Song of My Songs
A Black gay storyteller comes of age in Isaac’s Song by Daniel Black
Daniel Black’s ninth book, Isaac’s Song, is a novel about Black gay becoming in the 1980s. This work lives in the same universe as his 2022 novel Don’t Cry for Me.

Like the earlier book, written in epistolary style, Isaac’s Song employs a nontraditional format, constructed around a set of visits with a therapist and interspersed with memories that are each titled as a numbered “Day.” The novel dunks us into the colorful life and language of Isaac Swinton, carrying us through recollections of his rigid childhood in Missouri and life in Chicago amidst the AIDS crisis.
The book is woven throughout with a metanarrative of the protagonist’s writing — in essence, his song. It begins with the impromptu bedtime story his mother tells him about a little boy with his name who has brown skin and curly hair: “I told Mom, ‘I like the story of the boy with my name.’ She hollered, shook her head, and said, ‘It’s you, honey. The story is about you. It’s your song.’” The protagonist takes over the metanarrative, which, although abstract at times, never seems to wander from themes of family and self-worth.
Readers familiar with Don’t Cry for Me will recognize Isaac as the addressee of the father’s letters in that book.

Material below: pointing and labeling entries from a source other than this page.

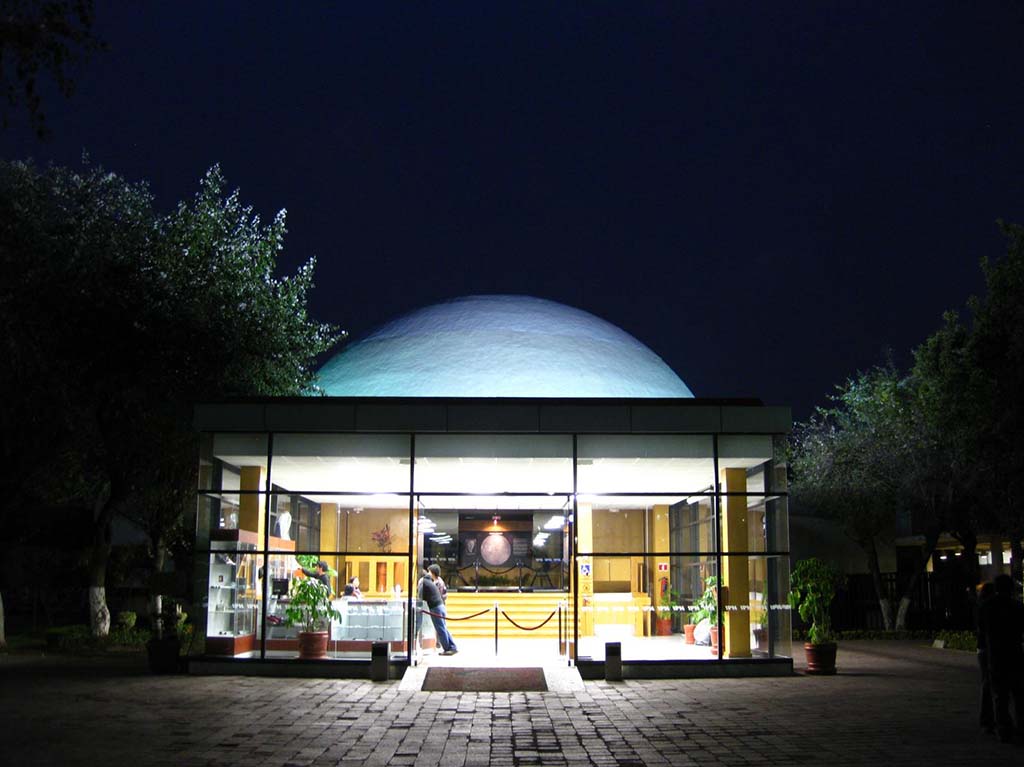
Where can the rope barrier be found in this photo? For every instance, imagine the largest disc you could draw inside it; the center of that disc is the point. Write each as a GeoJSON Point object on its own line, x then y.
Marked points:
{"type": "Point", "coordinates": [450, 618]}
{"type": "Point", "coordinates": [523, 628]}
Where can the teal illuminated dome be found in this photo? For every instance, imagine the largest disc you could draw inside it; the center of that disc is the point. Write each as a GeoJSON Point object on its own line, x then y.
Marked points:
{"type": "Point", "coordinates": [500, 346]}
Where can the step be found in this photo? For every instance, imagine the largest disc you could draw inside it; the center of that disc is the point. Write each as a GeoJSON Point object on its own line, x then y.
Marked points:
{"type": "Point", "coordinates": [528, 609]}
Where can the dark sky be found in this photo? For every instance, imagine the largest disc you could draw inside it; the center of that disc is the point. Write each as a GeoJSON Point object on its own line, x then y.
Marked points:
{"type": "Point", "coordinates": [768, 195]}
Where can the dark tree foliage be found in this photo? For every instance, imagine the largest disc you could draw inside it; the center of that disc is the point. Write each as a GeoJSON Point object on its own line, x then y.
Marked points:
{"type": "Point", "coordinates": [115, 321]}
{"type": "Point", "coordinates": [941, 445]}
{"type": "Point", "coordinates": [42, 37]}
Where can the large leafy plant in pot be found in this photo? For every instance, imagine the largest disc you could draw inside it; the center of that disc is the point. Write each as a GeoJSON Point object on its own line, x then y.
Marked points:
{"type": "Point", "coordinates": [707, 605]}
{"type": "Point", "coordinates": [310, 608]}
{"type": "Point", "coordinates": [812, 588]}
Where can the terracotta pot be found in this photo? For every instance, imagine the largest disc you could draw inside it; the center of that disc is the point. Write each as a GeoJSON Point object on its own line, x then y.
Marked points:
{"type": "Point", "coordinates": [820, 657]}
{"type": "Point", "coordinates": [312, 645]}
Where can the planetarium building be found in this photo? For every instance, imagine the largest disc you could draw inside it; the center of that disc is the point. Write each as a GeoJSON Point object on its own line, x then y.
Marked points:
{"type": "Point", "coordinates": [580, 502]}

Considered together, the novels are a cosmic statement on Black masculinity, queerness, forgiveness, and thriving. All efforts toward love count, Black’s protagonists seem to suggest, even when that work is done with those who have already returned to the earth.
Though it’s not necessary for comprehending the storyline of Isaac’s Song, readers with a basic understanding of African spirituality will extract deeper meaning from this novel. In African spirituality, the dead do not simply disappear from the world. As Isaac tells his therapist, “We studied African ancestral reference in college, and my professor spoke of ancestors as real people — with emotions and opinions and preferences like other living beings. Just without a body. I think I’ve always believed that. Even as a kid, I knew dead people weren’t dead.”
Daniel Black, who grew up in Arkansas and is a professor of African American Studies at Clark Atlanta University, is a prolific novelist and the author of Black on Black, a 2023 collection of essays on race in America. Isaac’s Song will certainly not be his last novel, but it does feel like a magnum opus. It is laden with metacommentary. A storyteller (Black) writes about a storyteller (Isaac), who writes stories. An African American gay man who came of age in the 1980s (Black) walks us through the journey of a gay man coming of age in 1980s Chicago (Isaac). The parallels are tight enough for us to see Black baring his soul, but not so much that the storylines and nuances are collapsed. This is Isaac’s song, this is Daniel’s song, but many will encounter the familiar notes and exclaim They’re singing my song.
Through a wider lens, the novel is a reflection on ancestry, memory creation, and homeland. Isaac’s Song is a book for this moment, when the dying strictures of masculinity are being revived and reinstituted across the country. Isaac is a model for how to write yourself into being the hero of your own story, but his story is also a paradigm for ways that we recognize rest and agency for the ancestors. Black has written a novel for lovers, parents, and anyone who is longing for home. For anyone who would string the days of their complicated life into song.

Kashif Andrew Graham is a writer and theological librarian who received the 2023 Humanities Tennessee Fellowship in Criticism. He enjoys writing poetry on his collection of vintage typewriters and is at work on a novel about an interracial gay couple living in East Tennessee.